Ao verem a imagem do material de Weverton Rocha, porém, alguns interlocutores indicam que não topariam votar nele também pelo preço de R$ 30. "Desculpa, nesse eu não voto", afirmou um dos participantes do grupo, que não é identificado no relatório da Polícia Federal.
Ele chega a ameaçar deixar o grupo, o que faz Caio ceder e pedir para os integrantes do grupo votarem somente nos dois candidatos a deputado estadual e federal que ele já havia indicado. "Eu pensava que era só 1", afirmou um interlocutor do grupo. "Rapaz, só deputado federal e estadual", respondeu Caio. "Podia ser 50 os dois", segue o interlocutor, ao que Caio comenta "o pessoal só paga 20, eu q to pagando mais (sic)".
O interlocutor retruca e diz que "tem um que deu pra minha mãe 50. Só 1". O diálogo avança e Caio acaba concordando em propor R$ 50 para os votos em Fufuca e Hemetério Weba. Ao final eles acabam combinando de se encontrar na casa do Emanuel, no domingo da eleição, para fazer os acertos. No relatório a PF se detém somente a analisar as conversas e não avança sobre se o encontro deu certo. O próprio Caio teve o aparelho celular apreendido pela PF um dia antes do encontro combinado.
A análise das conversas foi feita pela Polícia Federal somente em 11 de julho de 2019, quase um ano após o aparelho celular de Caio ser apreendido. A reportagem tentou contato com o telefone de Emanuel, mas a chamada não foi completada.

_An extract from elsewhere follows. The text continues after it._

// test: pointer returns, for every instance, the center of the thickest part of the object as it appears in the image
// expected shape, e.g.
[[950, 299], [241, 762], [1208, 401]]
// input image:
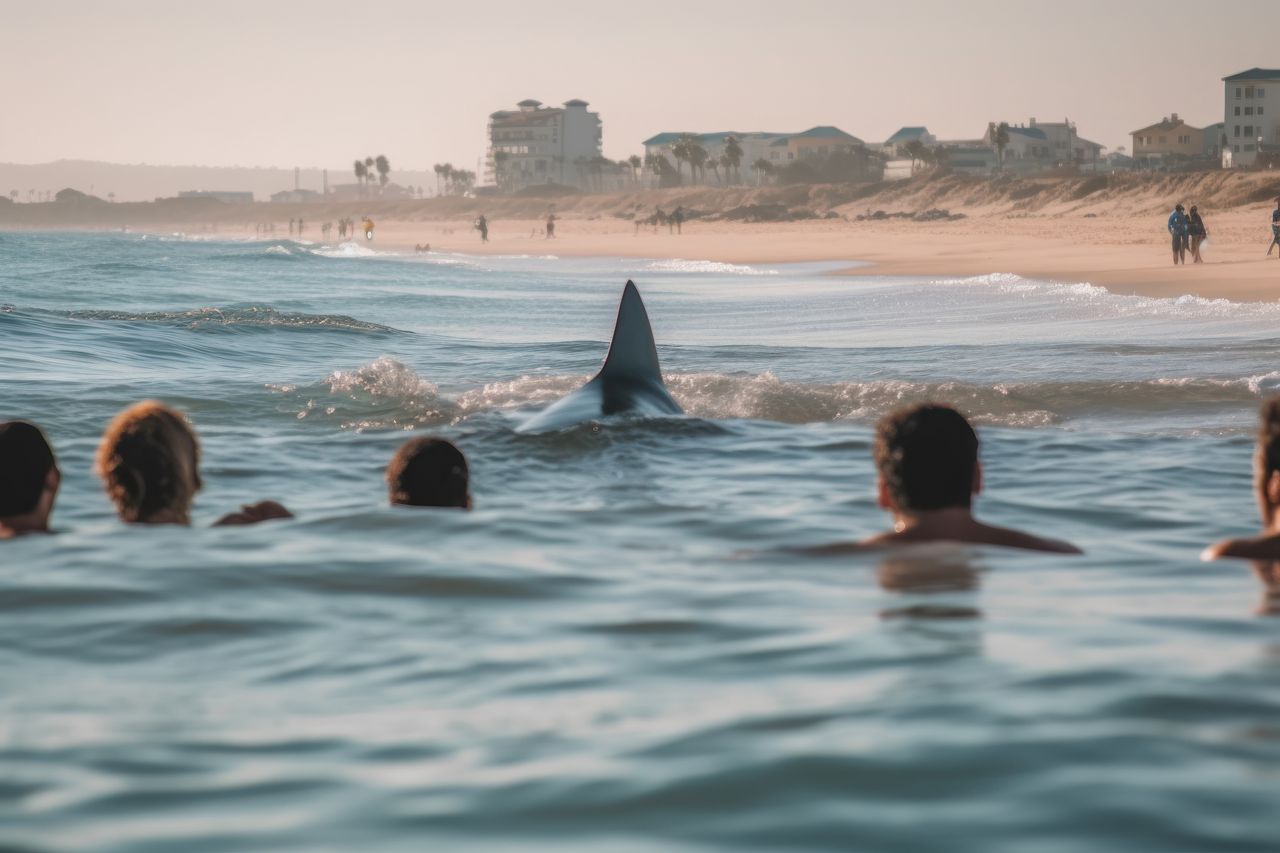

Procurado pela reportagem, o advogado Willey Azevedo, que representa Francisco Vieira e seu filho Caio Vieira informou que todas as provas produzidas pela Polícia Federal seriam irregulares, pois os celulares foram apreendidos sem ordem judicial e que todos as ilicitudes da ação da PF seriam questionadas no momento oportuno.